Sidewalks, shade trees, curbs, corners, drainage, lighting — the parts of a residential street that decide whether a neighborhood feels like one.
Houston's residential streets were mostly designed for cars, and the results are visible: no shade, no sidewalks that go anywhere, no place for a child to ride a bike. Since 2016 we've worked with HOAs, small developers and single-block resident groups to change that, one street at a time.
Our streetscape work is billed as a separate service and coordinated with the City of Houston Public Works & Engineering department, Harris County Flood Control and, where relevant, TxDOT.
At 7am, at noon, and at 6pm.

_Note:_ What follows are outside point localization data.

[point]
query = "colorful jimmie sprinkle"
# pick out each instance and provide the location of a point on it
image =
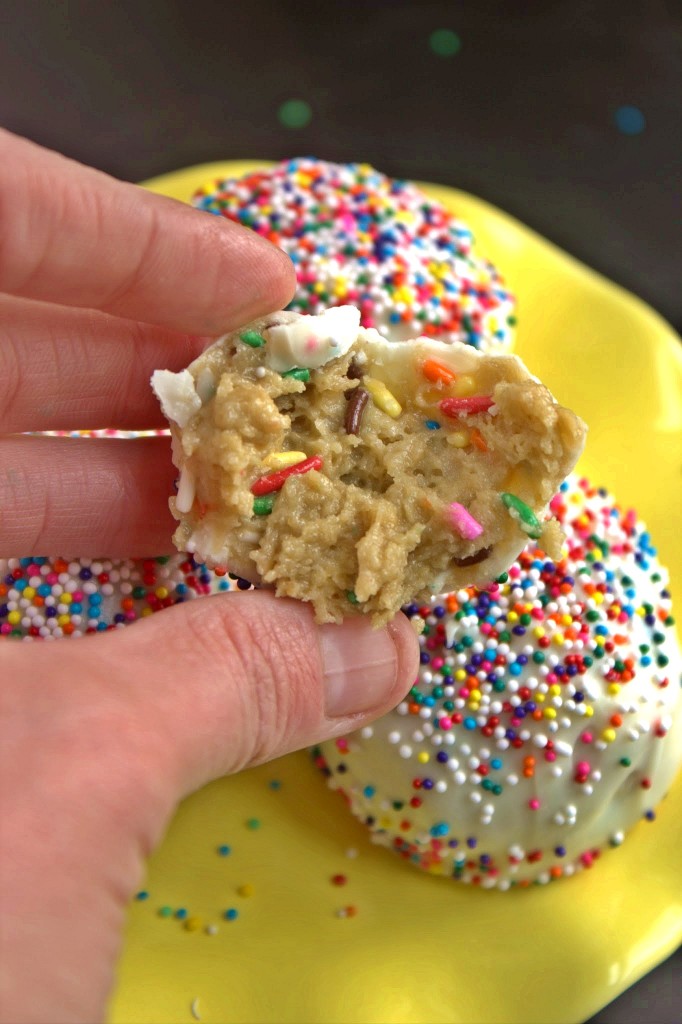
(357, 237)
(534, 697)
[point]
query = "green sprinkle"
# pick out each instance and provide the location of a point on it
(298, 374)
(523, 514)
(295, 114)
(263, 505)
(253, 339)
(444, 43)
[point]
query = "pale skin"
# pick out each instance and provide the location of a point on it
(101, 283)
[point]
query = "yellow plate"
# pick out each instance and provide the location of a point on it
(421, 948)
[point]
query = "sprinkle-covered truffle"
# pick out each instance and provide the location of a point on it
(547, 716)
(358, 238)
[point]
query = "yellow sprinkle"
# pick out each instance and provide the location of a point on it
(465, 385)
(281, 460)
(382, 397)
(403, 294)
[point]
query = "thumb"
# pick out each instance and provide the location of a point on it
(237, 679)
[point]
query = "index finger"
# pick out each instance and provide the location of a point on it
(75, 236)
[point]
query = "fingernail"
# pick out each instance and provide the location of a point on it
(360, 667)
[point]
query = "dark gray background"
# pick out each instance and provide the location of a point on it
(522, 116)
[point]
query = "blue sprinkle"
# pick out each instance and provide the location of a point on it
(630, 120)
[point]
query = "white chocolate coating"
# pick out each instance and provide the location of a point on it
(547, 718)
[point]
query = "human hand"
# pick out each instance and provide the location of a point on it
(101, 283)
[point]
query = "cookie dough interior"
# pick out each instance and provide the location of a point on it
(409, 468)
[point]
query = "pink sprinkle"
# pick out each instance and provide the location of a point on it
(463, 522)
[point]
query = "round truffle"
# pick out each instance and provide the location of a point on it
(357, 473)
(357, 237)
(546, 719)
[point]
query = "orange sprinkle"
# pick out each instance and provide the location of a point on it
(437, 372)
(477, 439)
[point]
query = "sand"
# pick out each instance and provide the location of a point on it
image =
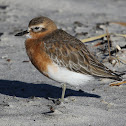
(24, 91)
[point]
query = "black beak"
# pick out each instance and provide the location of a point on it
(22, 33)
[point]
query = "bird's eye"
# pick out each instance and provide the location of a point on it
(36, 29)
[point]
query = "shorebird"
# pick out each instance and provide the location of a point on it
(60, 56)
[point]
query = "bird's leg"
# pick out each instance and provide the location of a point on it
(63, 92)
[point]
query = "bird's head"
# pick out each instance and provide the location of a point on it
(39, 27)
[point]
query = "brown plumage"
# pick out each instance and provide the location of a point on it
(51, 45)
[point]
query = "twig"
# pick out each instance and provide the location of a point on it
(108, 42)
(117, 84)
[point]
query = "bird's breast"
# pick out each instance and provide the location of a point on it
(36, 53)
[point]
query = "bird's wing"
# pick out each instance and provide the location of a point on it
(69, 52)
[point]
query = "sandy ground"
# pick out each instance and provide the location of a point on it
(24, 91)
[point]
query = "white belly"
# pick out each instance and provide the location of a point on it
(64, 75)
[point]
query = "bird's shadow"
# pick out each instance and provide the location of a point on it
(27, 90)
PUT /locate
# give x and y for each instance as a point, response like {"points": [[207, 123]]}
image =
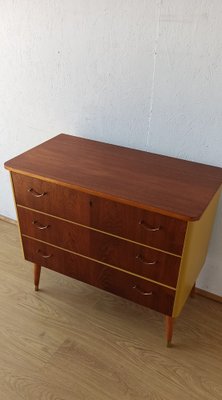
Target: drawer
{"points": [[122, 284], [143, 261], [129, 222]]}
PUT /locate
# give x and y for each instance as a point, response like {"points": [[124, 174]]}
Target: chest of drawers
{"points": [[133, 223]]}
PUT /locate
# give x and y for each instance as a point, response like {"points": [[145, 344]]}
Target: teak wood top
{"points": [[171, 186]]}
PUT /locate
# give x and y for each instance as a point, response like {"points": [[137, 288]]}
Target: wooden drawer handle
{"points": [[38, 225], [141, 292], [36, 194], [142, 259], [43, 255], [148, 227]]}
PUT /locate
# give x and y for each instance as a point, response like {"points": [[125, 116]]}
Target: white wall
{"points": [[141, 73]]}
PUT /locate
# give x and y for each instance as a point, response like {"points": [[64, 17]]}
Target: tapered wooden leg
{"points": [[37, 271], [169, 330], [192, 293]]}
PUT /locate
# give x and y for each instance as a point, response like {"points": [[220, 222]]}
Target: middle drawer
{"points": [[143, 261]]}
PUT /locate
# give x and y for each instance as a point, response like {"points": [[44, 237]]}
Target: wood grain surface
{"points": [[163, 184], [143, 261], [72, 341], [109, 216]]}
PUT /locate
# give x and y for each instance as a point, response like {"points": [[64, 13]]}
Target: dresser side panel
{"points": [[194, 253]]}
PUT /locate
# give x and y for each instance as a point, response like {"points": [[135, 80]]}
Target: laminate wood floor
{"points": [[70, 341]]}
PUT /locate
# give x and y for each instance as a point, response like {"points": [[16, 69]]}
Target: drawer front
{"points": [[138, 225], [143, 261], [122, 284]]}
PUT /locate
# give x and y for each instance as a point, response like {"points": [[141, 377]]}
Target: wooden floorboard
{"points": [[70, 341]]}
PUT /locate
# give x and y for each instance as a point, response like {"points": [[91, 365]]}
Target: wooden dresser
{"points": [[130, 222]]}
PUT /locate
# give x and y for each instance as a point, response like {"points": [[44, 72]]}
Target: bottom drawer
{"points": [[120, 283]]}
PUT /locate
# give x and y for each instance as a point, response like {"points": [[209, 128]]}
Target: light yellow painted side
{"points": [[194, 253]]}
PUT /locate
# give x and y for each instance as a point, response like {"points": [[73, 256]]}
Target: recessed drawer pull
{"points": [[148, 227], [141, 292], [38, 225], [43, 255], [36, 194], [142, 259]]}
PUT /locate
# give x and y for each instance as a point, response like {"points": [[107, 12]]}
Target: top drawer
{"points": [[129, 222]]}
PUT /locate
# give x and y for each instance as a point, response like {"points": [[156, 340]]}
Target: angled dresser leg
{"points": [[169, 330], [37, 271]]}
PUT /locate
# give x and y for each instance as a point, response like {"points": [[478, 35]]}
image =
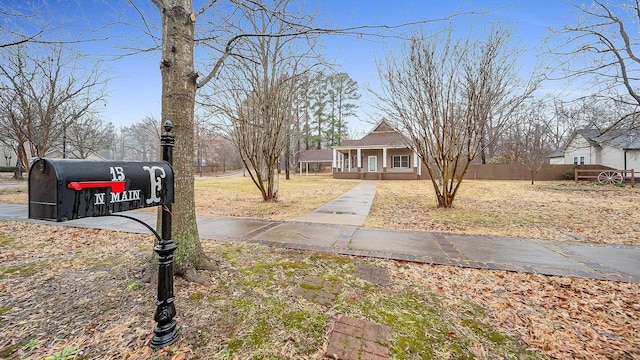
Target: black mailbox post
{"points": [[63, 189]]}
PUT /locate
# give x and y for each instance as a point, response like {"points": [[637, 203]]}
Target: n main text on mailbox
{"points": [[66, 189]]}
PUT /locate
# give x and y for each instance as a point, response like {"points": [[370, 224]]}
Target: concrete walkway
{"points": [[609, 262], [350, 208]]}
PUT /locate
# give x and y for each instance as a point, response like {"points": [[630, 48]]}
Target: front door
{"points": [[373, 163]]}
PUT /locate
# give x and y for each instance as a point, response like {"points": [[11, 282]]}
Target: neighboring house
{"points": [[318, 157], [381, 154], [617, 148]]}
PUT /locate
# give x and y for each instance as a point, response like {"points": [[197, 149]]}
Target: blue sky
{"points": [[134, 85]]}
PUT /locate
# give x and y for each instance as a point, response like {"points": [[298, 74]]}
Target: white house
{"points": [[382, 154], [617, 148]]}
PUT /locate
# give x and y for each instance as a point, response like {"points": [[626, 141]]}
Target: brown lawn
{"points": [[78, 290], [547, 210]]}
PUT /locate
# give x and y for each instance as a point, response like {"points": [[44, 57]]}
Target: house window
{"points": [[400, 161]]}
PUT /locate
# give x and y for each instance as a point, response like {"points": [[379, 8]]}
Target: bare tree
{"points": [[443, 92], [44, 90], [88, 135], [142, 140], [257, 97], [180, 81], [604, 41], [531, 136]]}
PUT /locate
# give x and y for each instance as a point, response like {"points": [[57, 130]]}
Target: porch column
{"points": [[334, 160], [384, 159]]}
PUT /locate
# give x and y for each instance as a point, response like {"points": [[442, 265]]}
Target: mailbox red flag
{"points": [[116, 186]]}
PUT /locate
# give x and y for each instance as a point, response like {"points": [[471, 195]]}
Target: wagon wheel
{"points": [[609, 177]]}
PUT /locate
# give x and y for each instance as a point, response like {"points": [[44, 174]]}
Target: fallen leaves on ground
{"points": [[69, 288]]}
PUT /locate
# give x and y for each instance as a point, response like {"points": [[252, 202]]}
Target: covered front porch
{"points": [[376, 163]]}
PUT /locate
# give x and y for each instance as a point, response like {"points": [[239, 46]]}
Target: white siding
{"points": [[578, 147], [556, 161], [613, 157]]}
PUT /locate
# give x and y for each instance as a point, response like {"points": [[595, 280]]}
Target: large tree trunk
{"points": [[178, 102]]}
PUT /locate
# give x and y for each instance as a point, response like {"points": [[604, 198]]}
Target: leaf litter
{"points": [[81, 299]]}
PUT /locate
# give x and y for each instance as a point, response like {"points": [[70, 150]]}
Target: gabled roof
{"points": [[383, 134], [325, 155], [626, 139], [557, 153]]}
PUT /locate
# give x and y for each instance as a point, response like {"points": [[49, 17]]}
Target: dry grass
{"points": [[239, 197], [547, 210], [76, 289]]}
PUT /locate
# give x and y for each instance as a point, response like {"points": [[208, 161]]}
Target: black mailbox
{"points": [[66, 189]]}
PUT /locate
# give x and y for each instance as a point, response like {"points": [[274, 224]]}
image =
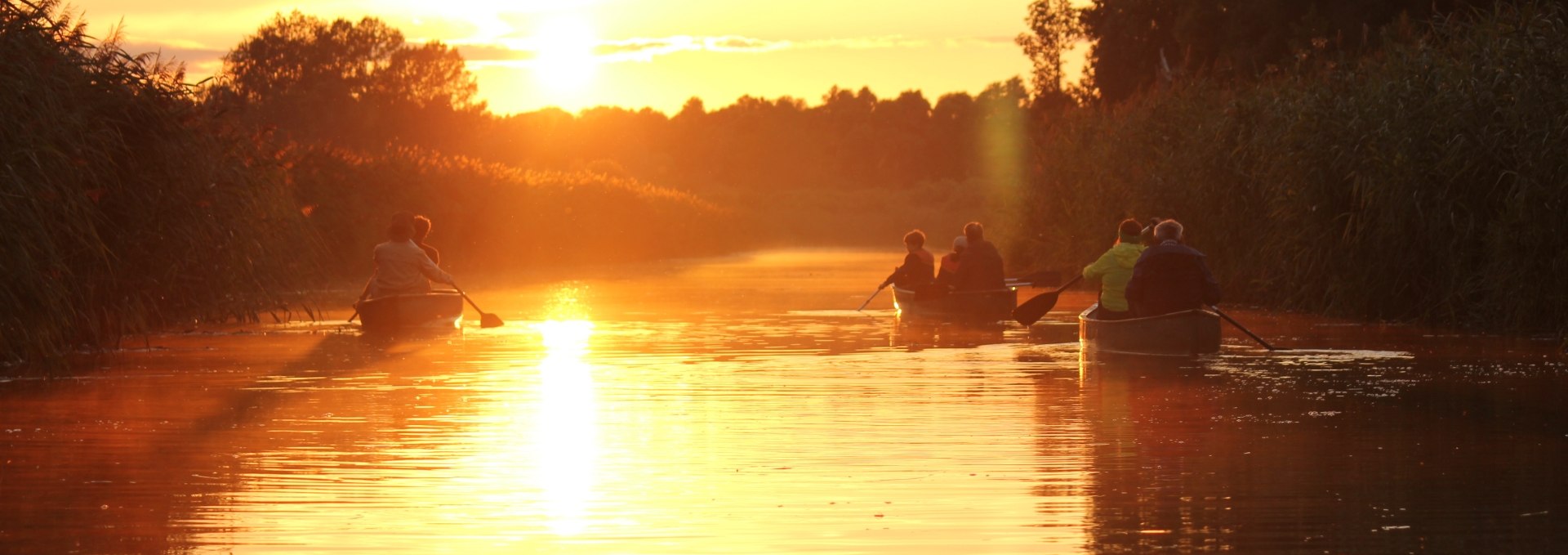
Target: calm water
{"points": [[744, 406]]}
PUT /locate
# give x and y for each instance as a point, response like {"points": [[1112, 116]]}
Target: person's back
{"points": [[1114, 271], [1170, 276], [982, 268], [918, 268], [421, 231], [402, 267]]}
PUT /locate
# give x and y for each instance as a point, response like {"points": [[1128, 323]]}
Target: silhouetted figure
{"points": [[1114, 270], [982, 266], [421, 231], [947, 271], [1170, 276], [918, 267], [402, 267]]}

Streets behave differently at every hour.
Every existing canopy tree is mapped and, where possible, kept.
Corner radii tightened, lane widths trimmed, on-street parking added where it calms speeds.
Bioswales, permeable pavers and small rain gardens sized for Houston's cloudburst rainfall.
In 2024 we redesigned a 0.4-mile stretch of the street our own studio sits on. The project added 34 live oak street trees, a continuous 6-foot sidewalk on both sides, a bioswale down the median and eight rain gardens at the corners.
Peak measured speeds fell from 38 mph to 24 mph in the first three months, and the segment recorded no reportable flooding during the October 2024 storm event.